The movie itself was a real ride. Both intense and exhilarating, and sometimes even exhausting, the film wasted no time in dropping us into the pulse of the story. Unfortunately, this resulted in a tediously mediocre opening that felt rushed and lacking proper set-up that made the first 20 minutes seem like an indecisive montage of confusing, synthetic clichés, changing setting once every blink, and rounded off with very contrived, thriller-movie-slick-dialogue-that-intelligent-and-important-people-speak-in. What the film lost from some cringe-worthy lines and a sloppy introduction, however, the rest of the film had elements that more than made up for it.

 

The majority of the characters in Kill the Messenger are quite stock, to be frank. Rosemarie DeWitt as Webb’s emotionally victimized wife was an incredibly two-dimensional character and only served to do all of the movie’s crying (DeWitt did a fantastic job, nonetheless).

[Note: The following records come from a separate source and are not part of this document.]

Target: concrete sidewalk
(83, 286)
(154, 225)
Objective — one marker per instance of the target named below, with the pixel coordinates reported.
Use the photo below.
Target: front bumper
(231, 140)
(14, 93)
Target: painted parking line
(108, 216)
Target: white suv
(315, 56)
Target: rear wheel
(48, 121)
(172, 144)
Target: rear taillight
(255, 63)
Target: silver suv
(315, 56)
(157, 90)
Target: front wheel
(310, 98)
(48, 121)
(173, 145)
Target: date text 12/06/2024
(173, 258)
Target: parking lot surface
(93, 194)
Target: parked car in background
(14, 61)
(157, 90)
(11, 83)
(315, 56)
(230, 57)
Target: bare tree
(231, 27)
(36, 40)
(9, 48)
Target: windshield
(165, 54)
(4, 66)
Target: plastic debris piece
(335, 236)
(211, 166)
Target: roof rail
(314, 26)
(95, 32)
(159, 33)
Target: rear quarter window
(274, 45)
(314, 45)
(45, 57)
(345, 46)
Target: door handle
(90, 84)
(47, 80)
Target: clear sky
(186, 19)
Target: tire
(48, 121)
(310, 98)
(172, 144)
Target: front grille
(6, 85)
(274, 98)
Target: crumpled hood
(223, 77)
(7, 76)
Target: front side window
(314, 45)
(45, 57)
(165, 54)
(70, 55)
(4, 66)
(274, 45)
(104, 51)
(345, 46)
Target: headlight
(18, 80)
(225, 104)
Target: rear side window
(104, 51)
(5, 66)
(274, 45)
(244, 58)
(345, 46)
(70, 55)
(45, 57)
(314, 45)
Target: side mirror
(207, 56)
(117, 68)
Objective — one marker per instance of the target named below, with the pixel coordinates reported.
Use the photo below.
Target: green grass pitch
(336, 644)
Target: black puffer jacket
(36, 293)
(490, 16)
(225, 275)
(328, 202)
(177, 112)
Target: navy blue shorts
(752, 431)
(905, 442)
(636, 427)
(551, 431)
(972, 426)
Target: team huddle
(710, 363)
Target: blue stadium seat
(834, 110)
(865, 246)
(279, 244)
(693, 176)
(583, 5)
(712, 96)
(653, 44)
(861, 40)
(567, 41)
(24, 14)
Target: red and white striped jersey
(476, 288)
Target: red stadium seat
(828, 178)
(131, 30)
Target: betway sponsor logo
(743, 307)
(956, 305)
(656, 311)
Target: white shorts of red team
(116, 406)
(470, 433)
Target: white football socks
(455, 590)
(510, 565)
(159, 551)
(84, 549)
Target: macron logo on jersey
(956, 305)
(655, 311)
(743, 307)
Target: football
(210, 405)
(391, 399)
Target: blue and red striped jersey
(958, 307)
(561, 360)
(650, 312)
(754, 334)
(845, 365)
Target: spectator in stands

Along these same lines, the film utilizes Coral Baca, played by Paz Vega, in the messy opening sequence as a complete Hollywood archetype, the young, seductive Hispanic woman who struts in to provide information and a healthy dose of cleavage. Fortunately, Jeremy Renner, who, for the first time does double duty as both actor and producer, turns in a satisfyingly complex performance as the troubled and consistently misrepresented journalist that carried the heft of the character and the story with great agility. The pace of the story never faltered, and the film maintained a intense momentum, even in calmer scenes, that, by the time you’ve experienced a hundred minutes of being on the edge of your seat, it’s easy to forgive and forget the relatively minor faults of the stumbling start. Kill the Messenger was exciting without being excessive, emotional without being sappy, and meaningful without being preachy, a delicate balance that renders this a very worthwhile docudrama to catch.

“Kill The Messenger” is now playing.